When asked which company was licensed to log in the area, Sou Sophal said: “I don’t know the name of the company because I am under my superior, but I think it is licensed.”

He added that ambushes were not even conducted at night – when the overwhelming majority of trucks carrying illegal timber in Thma Bang operate.

Sou Sophal’s patrol group are part of a CI-coordinated protection program that incorporates the Forestry Administration and military police and was set up inside the CCPF in 2000 and officially recognised through a sub decree in 2002.

The anonymous researcher alleges that officials working with CI stationed at a checkpoint on road 48 – the only avenue out of Thma Bang – are allowing trucks carrying rosewood to drive straight through in exchange for “taxes”.

“In practice they have turned a blind eye to illegal activity in the CCPF, allowing the FA and loggers to cover up and continue what is going on, for the sake of political convenience and expediency,” the researcher said.

Two weeks ago, when the Post interviewed CI country director Sen Bunnra, he denied that any large-scale, coordinated logging was taking place in the CCPF.

“I think to me, it’s not true, unless the government has allowed this company to clear,” he said. “Normally, anywhere Conservation International works in the world, we always be very careful about the corruption, we also follow up if we suspect someone involved in the corruption.”

Seng Bunra could not be reached for comment yesterday and a man answering the phone of CI regional director David Emmett hung up on a reporter before switching his phone off.

The anonymous researcher concedes CI is in a difficult position, acting against powerful individuals that have strong connections to a government intolerant of NGOs that are publicly critical, but questions at what point they become a self-defeating entity.

“It’s a massive challenge and it’s a fine balance, but international conservation NGOs should not be ‘green washing’ for the Cambodian government or the FA,” the researcher said.

“One of the key issues here, which makes the case stand out from other forest areas in Cambodia, is that you have a big international NGO that is receiving funds from international donors to protect the forest.”

Meas Chan, 42, the chief of nearby Pruch village, downplayed the scale of illegal logging in his area.

“When they [the company] come and want to buy [timber], if the organisation says the forest will be affected, we cannot do. But if they say it’s not affected, we can do,” he said.

Tip of the iceberg

Stung Tatai is not the only dam clearance project in the Cardamom mountains in which CI has been implicated in mass illegal logging operations.

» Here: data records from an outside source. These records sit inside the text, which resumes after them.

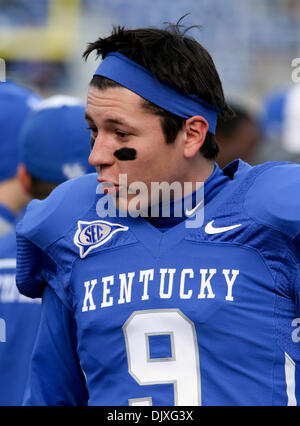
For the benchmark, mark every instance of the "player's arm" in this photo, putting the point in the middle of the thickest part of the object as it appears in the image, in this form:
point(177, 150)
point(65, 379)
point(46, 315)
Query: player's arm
point(56, 377)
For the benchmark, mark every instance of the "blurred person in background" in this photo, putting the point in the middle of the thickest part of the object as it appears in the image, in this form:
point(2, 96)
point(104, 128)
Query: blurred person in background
point(54, 147)
point(280, 125)
point(237, 137)
point(15, 104)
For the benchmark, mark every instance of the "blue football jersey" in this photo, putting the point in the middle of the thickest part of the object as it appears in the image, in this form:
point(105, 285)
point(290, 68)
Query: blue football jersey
point(7, 220)
point(189, 316)
point(20, 317)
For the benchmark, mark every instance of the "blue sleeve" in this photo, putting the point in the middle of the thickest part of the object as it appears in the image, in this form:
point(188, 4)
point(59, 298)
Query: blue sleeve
point(274, 199)
point(56, 378)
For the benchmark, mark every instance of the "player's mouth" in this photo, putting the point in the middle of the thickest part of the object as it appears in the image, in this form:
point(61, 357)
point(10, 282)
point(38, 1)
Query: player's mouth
point(109, 187)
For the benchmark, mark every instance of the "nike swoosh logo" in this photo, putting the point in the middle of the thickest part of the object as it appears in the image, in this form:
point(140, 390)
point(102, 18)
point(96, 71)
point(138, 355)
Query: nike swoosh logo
point(190, 213)
point(210, 229)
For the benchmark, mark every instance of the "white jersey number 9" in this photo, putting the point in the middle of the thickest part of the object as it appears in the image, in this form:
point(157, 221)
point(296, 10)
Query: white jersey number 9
point(182, 368)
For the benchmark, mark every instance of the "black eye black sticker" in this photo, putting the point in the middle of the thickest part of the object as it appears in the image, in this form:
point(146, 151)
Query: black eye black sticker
point(125, 154)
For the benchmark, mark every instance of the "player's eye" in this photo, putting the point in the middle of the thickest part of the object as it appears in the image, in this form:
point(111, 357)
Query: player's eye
point(122, 135)
point(92, 141)
point(92, 128)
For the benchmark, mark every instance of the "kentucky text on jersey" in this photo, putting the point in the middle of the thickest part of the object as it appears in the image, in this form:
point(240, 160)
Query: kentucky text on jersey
point(201, 316)
point(201, 289)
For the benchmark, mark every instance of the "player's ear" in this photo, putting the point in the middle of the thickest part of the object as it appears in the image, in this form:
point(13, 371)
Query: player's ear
point(196, 130)
point(24, 178)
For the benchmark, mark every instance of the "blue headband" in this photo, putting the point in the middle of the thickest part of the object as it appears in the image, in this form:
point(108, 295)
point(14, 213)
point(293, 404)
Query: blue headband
point(139, 80)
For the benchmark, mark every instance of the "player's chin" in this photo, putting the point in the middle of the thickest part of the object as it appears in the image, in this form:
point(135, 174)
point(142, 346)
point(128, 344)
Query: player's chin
point(131, 205)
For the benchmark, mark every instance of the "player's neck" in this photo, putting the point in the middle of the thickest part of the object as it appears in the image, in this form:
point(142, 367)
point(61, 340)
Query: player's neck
point(13, 196)
point(199, 171)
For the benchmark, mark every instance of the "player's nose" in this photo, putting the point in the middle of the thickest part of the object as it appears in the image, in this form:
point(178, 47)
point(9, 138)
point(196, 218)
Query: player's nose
point(101, 154)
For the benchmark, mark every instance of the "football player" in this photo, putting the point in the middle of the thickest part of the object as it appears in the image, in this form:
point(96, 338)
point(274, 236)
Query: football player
point(145, 309)
point(53, 148)
point(15, 104)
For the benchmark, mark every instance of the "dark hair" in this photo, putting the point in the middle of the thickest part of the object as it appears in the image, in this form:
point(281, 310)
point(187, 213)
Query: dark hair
point(175, 59)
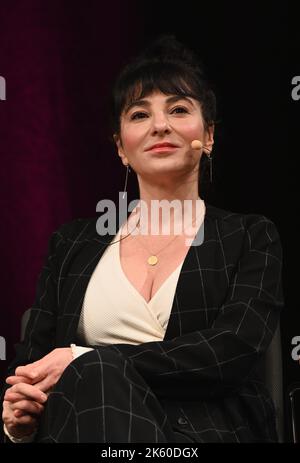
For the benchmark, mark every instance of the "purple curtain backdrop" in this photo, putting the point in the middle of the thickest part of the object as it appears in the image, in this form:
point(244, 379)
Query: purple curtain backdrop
point(58, 59)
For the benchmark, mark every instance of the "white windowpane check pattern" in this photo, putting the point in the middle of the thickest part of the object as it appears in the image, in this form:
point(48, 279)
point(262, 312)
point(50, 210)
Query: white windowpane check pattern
point(225, 311)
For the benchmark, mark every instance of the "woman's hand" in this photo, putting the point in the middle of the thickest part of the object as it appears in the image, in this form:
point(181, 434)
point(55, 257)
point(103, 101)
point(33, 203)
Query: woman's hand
point(22, 405)
point(44, 373)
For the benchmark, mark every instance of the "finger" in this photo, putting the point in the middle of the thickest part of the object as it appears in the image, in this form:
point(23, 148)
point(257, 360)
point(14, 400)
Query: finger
point(31, 392)
point(29, 371)
point(28, 406)
point(17, 379)
point(27, 420)
point(11, 396)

In 2009, Ouk Kim San, a Forestry Administration official working for CI, was arrested after he was caught unloading tens of thousands of dollars worth of luxury timber at the Vietnamese border in Takeo province.

The timber haul was connected to a CI forest protection program near the Stung Atai dam, where the company MDS Import Export was licensed to clear timber from the reservoir area.

Contact details for MDS, which is owned by tycoon Try Pheap, could not be found.

Jeremy Ironside, a consultant with conservation group Flora and Fauna International who has worked in Koh Kong’s O’Som commune since 2002, said instead of doing their job, MDS had simply cut rosewood from surrounding protected forests.

“They came in on the pretense that they were going to clear the reservoir, but basically all they did was clear all the rosewood out of the forest. I didn’t see any of the clearing of the reservoir,” he said, adding it was not profitable for a company to clear dam sites.

Since then, he alleged, nothing had changed within the organisational culture of CI or the Forestry Administration.

“The close involvement of conservation organisations with resources extraction in that area is pretty astounding,” he said. The anonymous researcher said between $40,000 and $80,000 worth of illegally cut timber was being trucked along four roads leading out of the CCPF from O’Som commune and Russey Chrum, Roleak Kang Cheung and Mongri villages, straight past CI checkpoints every day.

“If you come to Cambodia to do conservation, you might as well do conversation,” the researcher said.